Of course airplane building and feature design is all about trade-offs and compromises. I would prefer to increase the size of the window going forward a bit, but I want that mini-baffle there in that spot and symmetrical both left and right. I’ll most likely install an O2 bottle in the baggage area, mounted to the “external” sidewall, so I need most of the fuselage sidewall from aft-to-forward strake opening clear.
Moreover, as was pointed out in a CSA article on these things, the GIB strake windows tend to be a bit heavy. In the article the builder went with 1/8″ plexiglass simply because it was strong enough and, moreover, it was clearly half the weight as a 1/4″ plexiglass. Well, my strake windows split the difference at 3/16″ thick, and these are not feathers. Total added weight for the size windows I have shown here will be about 1.5 lbs. Obviously bigger windows means more weight.
I then transferred the viewing area of the window (inner line), which is also the cut line on the bottom, external side of the strake… once it’s finished for paint. The outer line is the size of the actual “plexiglass” (mine are airline windows) that will then have BID securing them in place up to the inner line. For more viewing area, as in a bigger window, I didn’t follow the recommended 1″ border as proposed in the CSA article, but rather cut the border down to 0.7″.
I then finished up my GIB strake window template by cutting out the center area. Again, the interior template line actually denotes the exterior/external cut line (bottom strake surface) where as the outside template line is for inside the baggage compartment.
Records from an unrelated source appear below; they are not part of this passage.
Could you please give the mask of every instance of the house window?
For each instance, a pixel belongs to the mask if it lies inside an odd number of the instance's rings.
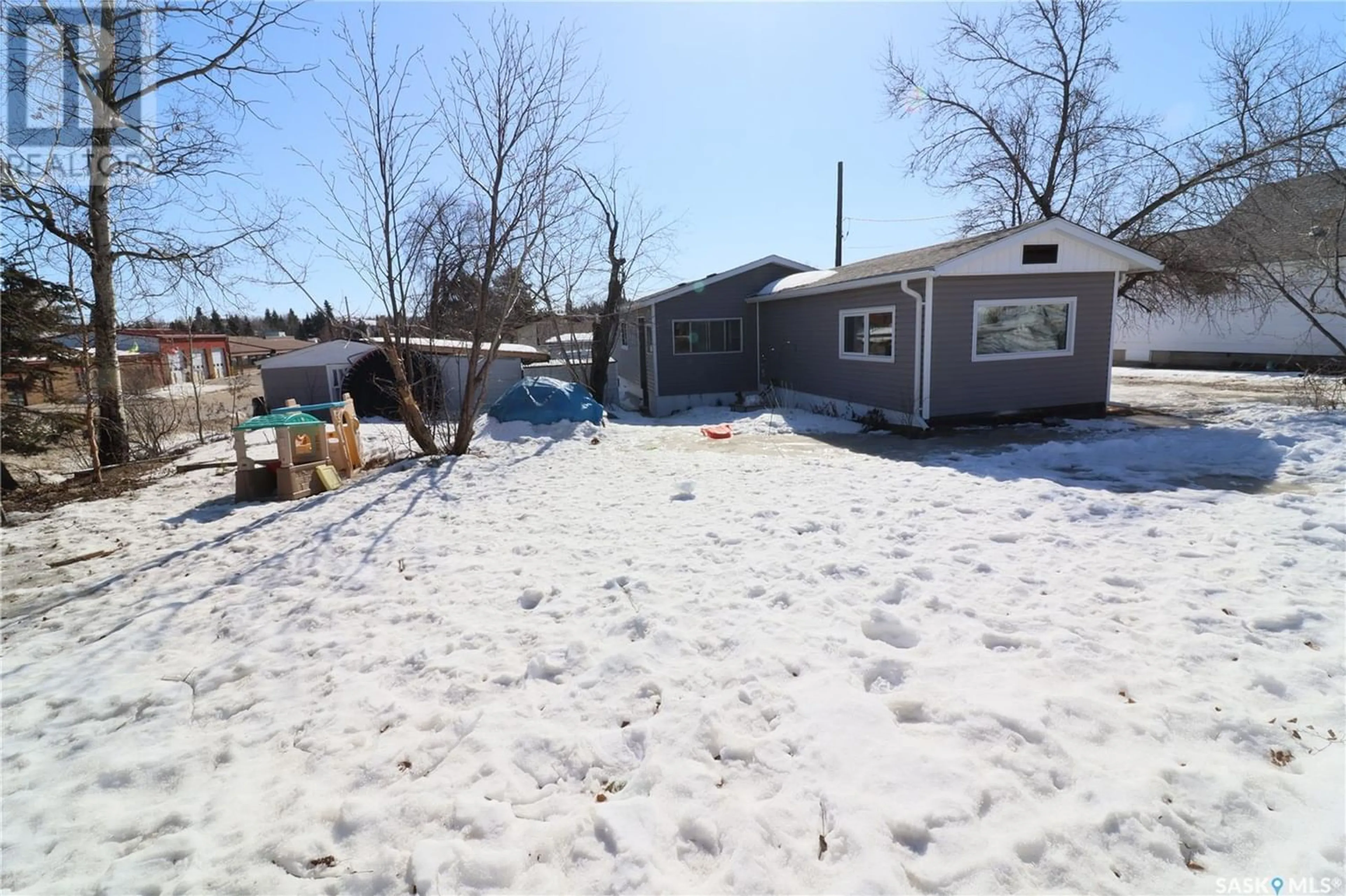
[[[1023,248],[1023,264],[1026,265],[1054,265],[1057,264],[1057,244],[1026,244]]]
[[[1075,300],[972,303],[972,359],[1058,358],[1075,351]]]
[[[743,351],[743,319],[674,320],[674,355],[720,355]]]
[[[843,311],[840,354],[855,361],[892,361],[894,305]]]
I then marked the interior template line on the foam. This gives me the location of the window and an idea of the viewing size. Plus, by only marking the inner line if later on I get a wild hair I won’t do anything stupid like cut the outer line all the way through, which is not how the install process is supposed to go!
To get the window weights and also have the them ready for install, I used my template to mark the outline on the first of two of my surplus airline windows.
Read to be cut.
I then cut it out using my Skil saw (yup!).
And here’s the second one cut out as well.
With my GIB strake window planning machinations out of the way, I then glassed the baggage area floor of the lower left strake skin foam core. Since it was later in the evening and the weather is a bit chilly right now (slightly cooler shop), and plus liking the wet out characteristics on a large layup that will get entirely peel plied, I went with MGS vs EZ-Poxy for this layup. Clearly I plan on doing the remainder of the left strake bottom interior skin with EZ-Poxy.
My last task of the evening was to knock out the fitting, cutting and assembly of the right strake bottom skin foam core. I have to say I’m very pleased that fitting the bottom skins really isn’t that much more difficult than the top skins, as I had suspected it might be.
A bit later I micro’d the forward and outboard foam triangular pieces to the larger main foam piece to make up the lower right strake skin foam core.
I hen left it to cure overnight. Tomorrow I’ll trim and shape the aft edge and start the 1-ply BID layups on this skin core as well as finish up the left bottom skin foam core.